Future of Treatment Action Campaign Debated at Seminar
Presenters at the seminar were former General Secretary of TAC, Ms Vuyiseka Dubula; CCS staffer, Ms Faith ka-Manzi and TAC regional Co-ordinator for Durban, Mr Mzamo Zondi.
The trio said the lives of millions of South Africans living with HIV had been saved because of the tireless campaigning of TAC over the years.
Prior to the organisation’s formation in 1998 and the breakthrough in acquiring generic medicines in 2004, anti-retrovirals (ARVs) were mainly only available to the wealthy. Access to ARVs had led to a rise in life expectancy in South Africa from 52 in 2004 to 62 today.
The speakers said TAC was facing a financial crisis and they believed it was vital to assess its role in society’s health system and civil society advocacy leadership.
Dubula asked whether historic breakthroughs achieved because of AIDS activism would be updated and renewed or would the TAC become a casualty of donor fatigue and recent funding whims?
‘We need to find resources from within our own movements, both nationally and internationally, to fund social justice activism, breaking our dependence on donor governments.
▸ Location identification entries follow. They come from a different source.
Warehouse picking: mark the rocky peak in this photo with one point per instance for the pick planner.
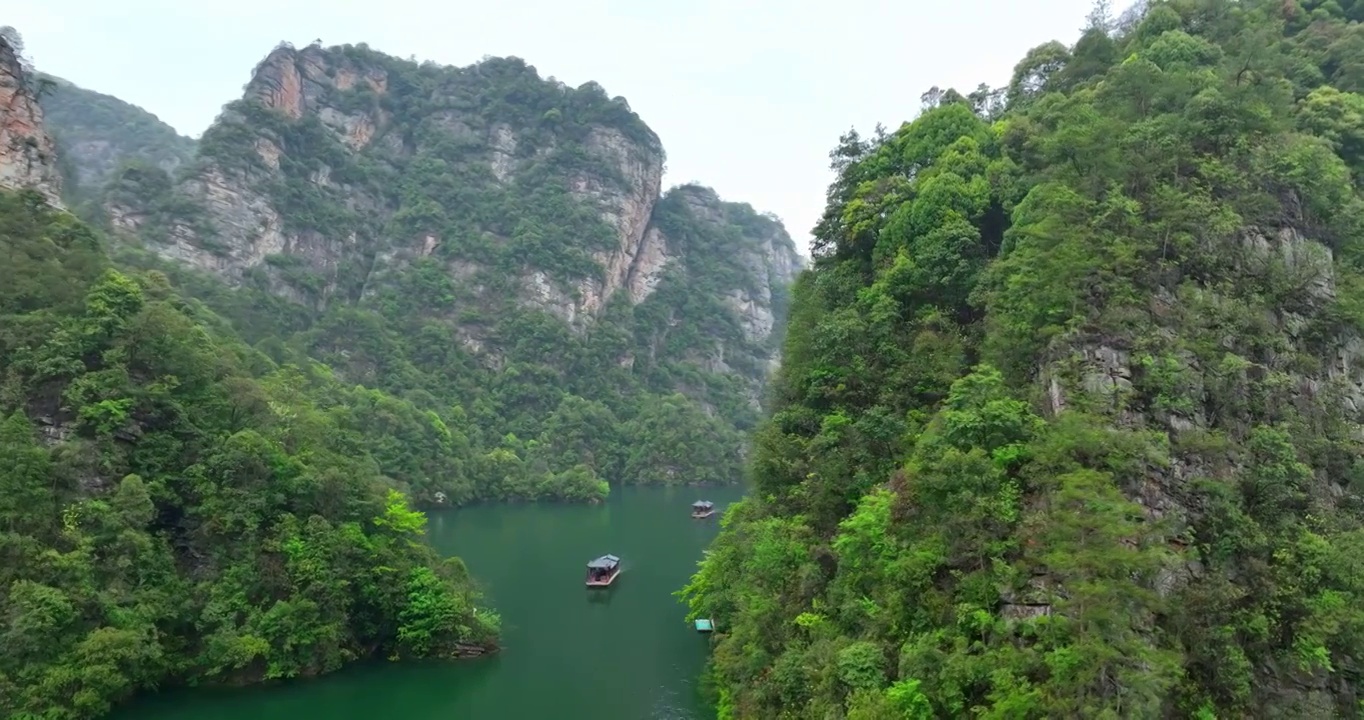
(344, 172)
(27, 157)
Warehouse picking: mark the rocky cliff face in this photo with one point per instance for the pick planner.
(96, 134)
(343, 168)
(27, 157)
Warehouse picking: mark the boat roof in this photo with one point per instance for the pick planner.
(604, 561)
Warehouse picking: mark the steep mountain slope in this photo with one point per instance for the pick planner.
(173, 505)
(96, 134)
(1068, 419)
(493, 247)
(27, 157)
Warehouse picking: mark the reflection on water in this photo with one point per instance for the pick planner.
(558, 651)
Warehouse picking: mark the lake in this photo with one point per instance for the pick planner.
(617, 653)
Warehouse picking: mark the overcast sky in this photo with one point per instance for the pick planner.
(748, 96)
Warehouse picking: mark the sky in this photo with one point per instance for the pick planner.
(748, 96)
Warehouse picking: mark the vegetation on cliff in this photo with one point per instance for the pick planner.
(175, 506)
(422, 216)
(1068, 415)
(96, 134)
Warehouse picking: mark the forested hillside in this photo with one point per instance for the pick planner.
(96, 134)
(488, 247)
(176, 506)
(1068, 419)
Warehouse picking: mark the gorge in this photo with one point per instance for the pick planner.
(232, 367)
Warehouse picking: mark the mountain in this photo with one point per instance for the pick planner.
(488, 246)
(94, 134)
(27, 156)
(176, 507)
(1068, 422)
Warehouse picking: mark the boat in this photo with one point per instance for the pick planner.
(603, 570)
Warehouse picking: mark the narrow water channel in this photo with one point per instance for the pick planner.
(621, 653)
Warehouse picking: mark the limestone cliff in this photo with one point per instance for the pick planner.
(26, 150)
(343, 168)
(96, 132)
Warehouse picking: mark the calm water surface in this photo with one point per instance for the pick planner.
(621, 653)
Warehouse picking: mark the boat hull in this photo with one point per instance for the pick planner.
(606, 581)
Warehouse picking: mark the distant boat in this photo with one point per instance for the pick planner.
(603, 570)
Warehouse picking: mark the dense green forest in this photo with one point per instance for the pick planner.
(96, 134)
(176, 506)
(542, 408)
(1068, 423)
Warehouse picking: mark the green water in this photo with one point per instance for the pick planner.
(621, 653)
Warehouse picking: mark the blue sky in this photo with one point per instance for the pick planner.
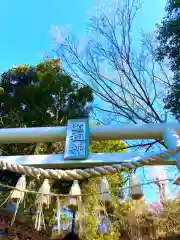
(25, 25)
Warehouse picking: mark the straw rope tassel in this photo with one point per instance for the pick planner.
(18, 195)
(58, 215)
(74, 196)
(41, 200)
(135, 189)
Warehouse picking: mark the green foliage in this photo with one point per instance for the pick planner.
(169, 35)
(169, 47)
(39, 95)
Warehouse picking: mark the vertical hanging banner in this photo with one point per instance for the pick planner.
(77, 139)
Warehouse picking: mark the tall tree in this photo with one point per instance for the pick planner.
(169, 48)
(39, 95)
(128, 82)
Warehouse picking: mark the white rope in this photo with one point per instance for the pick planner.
(78, 174)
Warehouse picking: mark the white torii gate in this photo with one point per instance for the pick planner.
(168, 131)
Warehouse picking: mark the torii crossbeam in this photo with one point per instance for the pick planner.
(167, 131)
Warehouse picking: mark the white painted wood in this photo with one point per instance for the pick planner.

The reliance on donor funding has been both a blessing and a curse. While it has provided the resources to tackle important issues, it has also made civil society organisations vulnerable to the accusation that they are imposing foreign ideas and agendas on local populations.
‘No matter how absurd these claims, they have been damaging in the war of ideas in which human rights are a critical concept. There are a number of interesting alternatives emerging now, including raising independent domestic resources for difficult activism from Africa’s new wealthy billionaires and from membership associations,’ said Dubula.
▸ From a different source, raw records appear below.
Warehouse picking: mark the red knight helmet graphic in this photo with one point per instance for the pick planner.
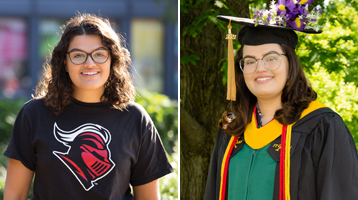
(88, 156)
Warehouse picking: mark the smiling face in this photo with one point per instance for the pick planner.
(89, 77)
(263, 83)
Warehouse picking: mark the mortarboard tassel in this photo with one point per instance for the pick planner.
(231, 86)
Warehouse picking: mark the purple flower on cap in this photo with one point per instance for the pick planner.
(289, 13)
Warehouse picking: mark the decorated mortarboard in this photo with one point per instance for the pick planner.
(277, 25)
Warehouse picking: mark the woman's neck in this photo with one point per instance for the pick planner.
(268, 109)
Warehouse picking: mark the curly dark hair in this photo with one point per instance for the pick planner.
(56, 86)
(297, 94)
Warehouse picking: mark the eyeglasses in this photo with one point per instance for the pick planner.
(99, 56)
(270, 61)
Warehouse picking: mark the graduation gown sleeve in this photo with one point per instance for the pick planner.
(212, 189)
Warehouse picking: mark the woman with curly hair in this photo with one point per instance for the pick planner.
(82, 136)
(279, 142)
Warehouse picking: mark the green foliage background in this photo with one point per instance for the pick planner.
(162, 110)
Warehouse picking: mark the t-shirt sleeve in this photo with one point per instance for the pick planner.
(152, 162)
(20, 146)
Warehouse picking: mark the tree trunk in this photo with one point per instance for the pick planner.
(203, 97)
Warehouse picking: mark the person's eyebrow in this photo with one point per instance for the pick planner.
(76, 49)
(270, 52)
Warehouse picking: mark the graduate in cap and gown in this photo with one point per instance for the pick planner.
(279, 142)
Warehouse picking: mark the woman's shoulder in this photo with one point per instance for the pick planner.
(135, 108)
(136, 111)
(35, 105)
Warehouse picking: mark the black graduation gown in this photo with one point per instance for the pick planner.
(324, 161)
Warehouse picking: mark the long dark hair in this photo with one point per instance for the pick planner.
(297, 94)
(56, 86)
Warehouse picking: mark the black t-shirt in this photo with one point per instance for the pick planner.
(89, 151)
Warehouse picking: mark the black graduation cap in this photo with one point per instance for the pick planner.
(256, 34)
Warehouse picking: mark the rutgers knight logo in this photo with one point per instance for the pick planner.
(88, 156)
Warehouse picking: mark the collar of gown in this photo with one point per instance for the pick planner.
(257, 138)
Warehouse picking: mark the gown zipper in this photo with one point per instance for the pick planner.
(248, 176)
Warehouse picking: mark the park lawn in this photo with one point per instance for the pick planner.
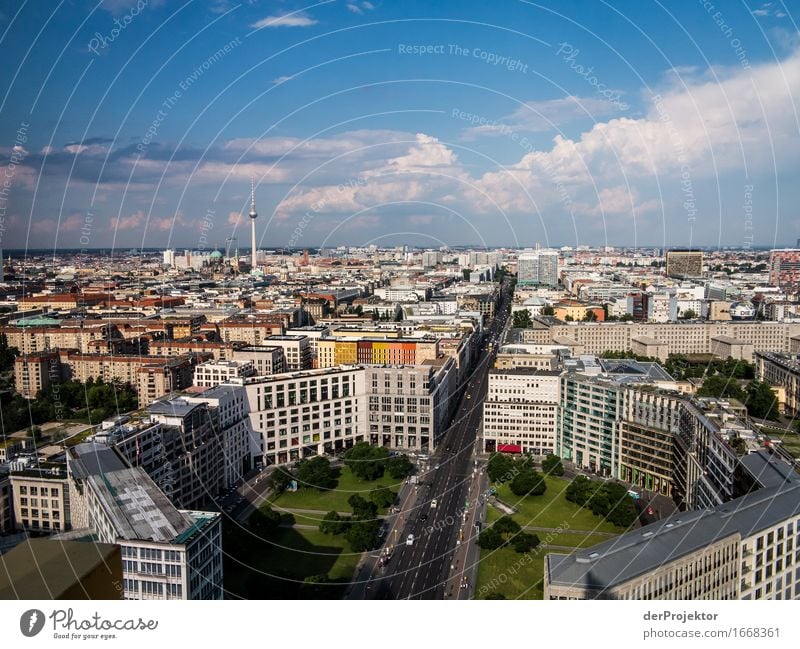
(552, 509)
(275, 568)
(514, 575)
(336, 498)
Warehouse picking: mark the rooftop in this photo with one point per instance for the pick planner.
(48, 569)
(626, 557)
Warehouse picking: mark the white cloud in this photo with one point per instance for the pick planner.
(294, 19)
(548, 115)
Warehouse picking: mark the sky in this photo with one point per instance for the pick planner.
(140, 123)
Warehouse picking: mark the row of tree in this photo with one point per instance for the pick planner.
(361, 528)
(607, 499)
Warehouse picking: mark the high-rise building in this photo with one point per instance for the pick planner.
(784, 268)
(253, 217)
(684, 263)
(519, 412)
(167, 553)
(538, 268)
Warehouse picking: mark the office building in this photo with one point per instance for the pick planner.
(211, 373)
(784, 269)
(519, 412)
(57, 569)
(745, 549)
(538, 268)
(167, 553)
(684, 263)
(41, 499)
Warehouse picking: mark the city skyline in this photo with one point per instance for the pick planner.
(134, 124)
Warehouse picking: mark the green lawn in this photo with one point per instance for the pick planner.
(275, 568)
(552, 509)
(335, 499)
(519, 576)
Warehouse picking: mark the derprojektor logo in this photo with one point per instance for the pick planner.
(31, 622)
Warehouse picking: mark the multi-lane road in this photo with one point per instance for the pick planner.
(432, 565)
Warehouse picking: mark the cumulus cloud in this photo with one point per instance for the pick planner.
(294, 19)
(547, 115)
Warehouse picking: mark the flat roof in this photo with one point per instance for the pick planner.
(633, 554)
(47, 569)
(137, 507)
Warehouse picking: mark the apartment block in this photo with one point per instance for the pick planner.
(41, 500)
(307, 413)
(211, 373)
(745, 549)
(296, 350)
(520, 411)
(781, 370)
(684, 263)
(167, 553)
(35, 372)
(332, 352)
(784, 269)
(265, 359)
(410, 405)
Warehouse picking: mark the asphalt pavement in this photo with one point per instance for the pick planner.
(434, 564)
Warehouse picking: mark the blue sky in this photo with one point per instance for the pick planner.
(134, 124)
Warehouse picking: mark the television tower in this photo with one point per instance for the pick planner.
(253, 217)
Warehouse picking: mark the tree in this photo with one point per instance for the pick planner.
(316, 473)
(280, 478)
(495, 595)
(362, 535)
(506, 525)
(366, 461)
(332, 523)
(399, 466)
(528, 483)
(551, 465)
(362, 508)
(522, 319)
(525, 542)
(721, 387)
(500, 467)
(760, 400)
(490, 539)
(382, 496)
(264, 522)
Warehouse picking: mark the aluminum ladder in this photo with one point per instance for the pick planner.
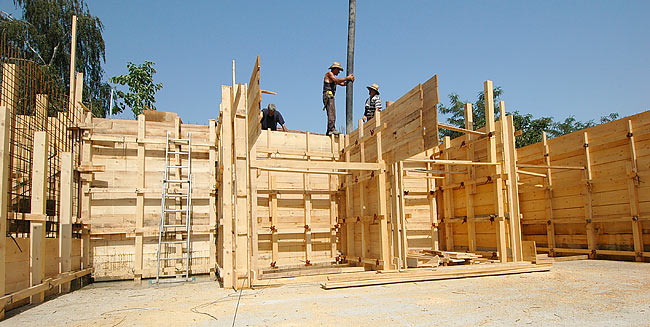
(174, 246)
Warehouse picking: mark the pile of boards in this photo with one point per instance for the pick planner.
(370, 278)
(432, 258)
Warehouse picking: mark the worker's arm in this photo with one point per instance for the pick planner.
(340, 81)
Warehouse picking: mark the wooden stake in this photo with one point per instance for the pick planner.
(65, 216)
(39, 200)
(550, 225)
(471, 171)
(139, 210)
(498, 182)
(633, 191)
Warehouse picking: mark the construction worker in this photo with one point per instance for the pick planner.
(271, 118)
(329, 89)
(373, 103)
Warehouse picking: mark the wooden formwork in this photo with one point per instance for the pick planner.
(365, 199)
(123, 195)
(584, 193)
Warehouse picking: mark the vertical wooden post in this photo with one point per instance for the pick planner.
(384, 251)
(307, 198)
(633, 191)
(513, 179)
(433, 208)
(490, 128)
(73, 57)
(589, 215)
(5, 146)
(350, 222)
(470, 189)
(212, 211)
(227, 189)
(65, 216)
(139, 210)
(550, 225)
(448, 198)
(39, 199)
(333, 216)
(402, 216)
(511, 184)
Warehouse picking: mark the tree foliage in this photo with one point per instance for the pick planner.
(142, 90)
(530, 126)
(44, 32)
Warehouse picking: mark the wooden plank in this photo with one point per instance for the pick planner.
(5, 148)
(589, 213)
(550, 225)
(633, 191)
(471, 171)
(139, 212)
(65, 216)
(448, 199)
(498, 187)
(39, 197)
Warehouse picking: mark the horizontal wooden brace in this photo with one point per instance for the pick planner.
(458, 129)
(531, 173)
(304, 171)
(549, 167)
(295, 164)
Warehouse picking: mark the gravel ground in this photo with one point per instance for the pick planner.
(574, 293)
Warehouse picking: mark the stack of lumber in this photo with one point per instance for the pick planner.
(421, 275)
(424, 258)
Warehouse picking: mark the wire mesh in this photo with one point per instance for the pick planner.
(37, 100)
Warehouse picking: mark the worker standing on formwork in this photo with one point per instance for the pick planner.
(373, 103)
(329, 89)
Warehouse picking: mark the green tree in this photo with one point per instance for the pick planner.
(142, 89)
(44, 32)
(531, 128)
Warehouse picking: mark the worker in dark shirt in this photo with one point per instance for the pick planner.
(271, 118)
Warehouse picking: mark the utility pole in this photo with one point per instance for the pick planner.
(350, 69)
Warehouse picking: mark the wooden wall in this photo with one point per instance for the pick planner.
(113, 202)
(599, 204)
Addressing the audience, Zondi said: ‘Today the future of the TAC is under threat. This means AIDS activism is under threat. This means the South African AIDS response is under threat. Therefore we must speak in the context of a humanitarian crisis when we respond to the HIV epidemic in South Africa.
‘KwaZulu-Natal is the hardest hit by the HIV/AIDS epidemic. The province remains the epicentre with an HIV prevalence of 16.9% and it is even higher among women of reproductive age where the prevalence is 27.9%. The message we must convey to all the people of KwaZulu-Natal and South Africa and international partners is that whilst we have made substantial progress, we cannot afford to be complacent.’
Zondi believes that activism is needed to monitor and hold to account those responsible for implementing policies. ‘We need to ensure that there is transparency because corruption at all levels of government is killing poor people in our country.’
Stemming from her own personal struggle and dealing with the country’s health system, ka-Manzi praised the efforts of activists and the TAC but - within the context of proper functioning transparent health systems - criticised the government for failing its needy citizens. She tackled the “missing link” at ARV dispensing clinics for the poor and recounted how waiting in long queues could dishearten the sick and poor even further.
‘My complaint is that because of the lack of manpower, the procedure being followed now is to dish out ARVs and not to look after the medical welfare of the patients. However, I must commend the health workers in ARV clinics who go out of their way to serve us regardless of the challenges they themselves are confronted with.
‘They are faced with people who default both in taking ARVs and TB medication. It must be so disheartening for them to have seen a patient recovering then reverting back to a weak immunity.’
The audience became involved in the debate raising issues of concern about the country’s health system.